Akteure im Hochwasserschutz können sich über aktuelle Themen der Hochwasservorsorge informieren, das Verständnis vertiefen und Erfahrungen mit den Fachleuten anderer Gemeinden und Städte austauschen. Die persönlichen Kontakte unterstützen dabei, ein tragfähiges Informationsnetz zwischen den Kommunen aufzubauen, die vom Hochwasser betroffen sind.

Als wichtige Aufgabe für eine umfassende Hochwasservorsorge sieht die HWNG die Information und Beteiligung der Bürgerinnen und Bürger. In flutfreien Zeiten droht die Gefahr, die von Hochwassern ausgeht, bei Verantwortlichen und Betroffenen in Vergessenheit zu geraten – gerade am Rhein, wo es lange kein größeres Hochwasser gab.

Dauerhaft die Gefahr im Blick haben

Die HWNG unterstützt ihre Mitglieder dabei, das Hochwasserbewusstsein zu erhalten und zu fördern. Es erfolgt eine gemeinsame Öffentlichkeitsarbeit. Zudem werden Ausstellungen oder spektakuläre Aktionen veranstaltet, wie die Hebung eines Feuerwehrrettungsbootes auf Extremhochwasserniveau 2016 in Koblenz und Köln.
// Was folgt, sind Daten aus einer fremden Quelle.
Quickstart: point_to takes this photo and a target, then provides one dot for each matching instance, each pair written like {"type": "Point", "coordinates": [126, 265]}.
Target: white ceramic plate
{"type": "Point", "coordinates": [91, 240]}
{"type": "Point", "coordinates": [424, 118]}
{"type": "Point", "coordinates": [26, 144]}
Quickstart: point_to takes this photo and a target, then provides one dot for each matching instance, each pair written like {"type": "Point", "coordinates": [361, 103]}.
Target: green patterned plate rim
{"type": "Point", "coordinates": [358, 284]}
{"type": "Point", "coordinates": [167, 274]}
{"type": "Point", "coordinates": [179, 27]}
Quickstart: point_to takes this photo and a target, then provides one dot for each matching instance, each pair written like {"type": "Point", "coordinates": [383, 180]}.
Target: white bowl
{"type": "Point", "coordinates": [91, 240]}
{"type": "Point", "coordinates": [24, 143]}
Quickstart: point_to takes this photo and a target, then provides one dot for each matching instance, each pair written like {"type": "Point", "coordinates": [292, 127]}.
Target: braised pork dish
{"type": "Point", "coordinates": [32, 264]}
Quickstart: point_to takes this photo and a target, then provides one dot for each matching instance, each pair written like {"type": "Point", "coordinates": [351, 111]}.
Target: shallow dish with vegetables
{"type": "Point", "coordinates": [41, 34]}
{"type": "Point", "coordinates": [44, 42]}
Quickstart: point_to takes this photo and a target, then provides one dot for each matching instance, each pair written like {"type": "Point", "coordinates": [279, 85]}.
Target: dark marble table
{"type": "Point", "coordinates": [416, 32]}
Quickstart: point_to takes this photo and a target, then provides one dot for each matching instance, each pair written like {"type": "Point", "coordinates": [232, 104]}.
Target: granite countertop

In den vergangenen Jahren konnten einige Kommunen am Oberrhein als Mitglieder gewonnen werden. Die bereits spürbaren Folgen des Klimawandels machen eine überregionale Zusammenarbeit wichtiger denn je. Für die HWNG wäre daher ein Lückenschluss bezüglich der Mitglieder am Rhein wünschenswert, auch wenn es nicht immer einfach ist, die Interessen von Ober- und Unterliegern zu vereinbaren. Wenn man die Hochwasservorsorge effizienter voranbringen will, lohnt es sich dennoch, die kommunalen Interessen zu bündeln und ein gemeinsames Sprachrohr auf höherer Ebene zu schaffen.
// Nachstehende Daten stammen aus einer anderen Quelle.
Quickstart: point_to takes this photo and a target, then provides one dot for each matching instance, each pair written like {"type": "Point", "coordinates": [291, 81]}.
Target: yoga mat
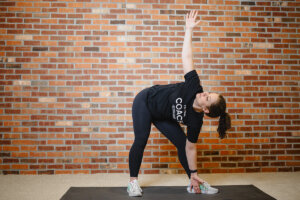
{"type": "Point", "coordinates": [232, 192]}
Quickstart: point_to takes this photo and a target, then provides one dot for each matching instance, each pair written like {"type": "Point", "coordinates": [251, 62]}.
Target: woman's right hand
{"type": "Point", "coordinates": [190, 21]}
{"type": "Point", "coordinates": [195, 182]}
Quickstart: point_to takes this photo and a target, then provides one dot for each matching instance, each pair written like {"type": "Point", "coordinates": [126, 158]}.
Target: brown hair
{"type": "Point", "coordinates": [218, 109]}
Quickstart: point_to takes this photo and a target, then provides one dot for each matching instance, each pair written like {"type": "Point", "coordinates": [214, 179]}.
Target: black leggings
{"type": "Point", "coordinates": [142, 120]}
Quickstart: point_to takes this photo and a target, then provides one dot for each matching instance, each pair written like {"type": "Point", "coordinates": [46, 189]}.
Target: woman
{"type": "Point", "coordinates": [168, 105]}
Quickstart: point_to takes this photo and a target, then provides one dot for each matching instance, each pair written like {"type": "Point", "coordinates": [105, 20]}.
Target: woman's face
{"type": "Point", "coordinates": [206, 99]}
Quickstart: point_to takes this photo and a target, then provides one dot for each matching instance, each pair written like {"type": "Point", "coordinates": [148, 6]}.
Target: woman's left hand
{"type": "Point", "coordinates": [191, 19]}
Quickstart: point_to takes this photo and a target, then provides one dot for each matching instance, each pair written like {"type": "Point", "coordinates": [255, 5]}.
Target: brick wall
{"type": "Point", "coordinates": [70, 71]}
Vorsitzende der HWNG Rhein ist Ulrike Franzke, Vorständin der StEB Köln. Sie übernahm die Führung des Vereins Ende 2022 vom langjährigen Vorsitzenden und ehemaligen Oberbürgermeister von Andernach, Achim Hütten. Die Geschäftsführung der HWNG ist beim Gemeinde- und Städtebund Rheinland-Pfalz (GStB) angesiedelt.

Ute Eifler


Die Autorin

Dr. Ute Eifler ist Referentin der Hochwassernotgemeinschaft Rhein (HWNG) in Mainz.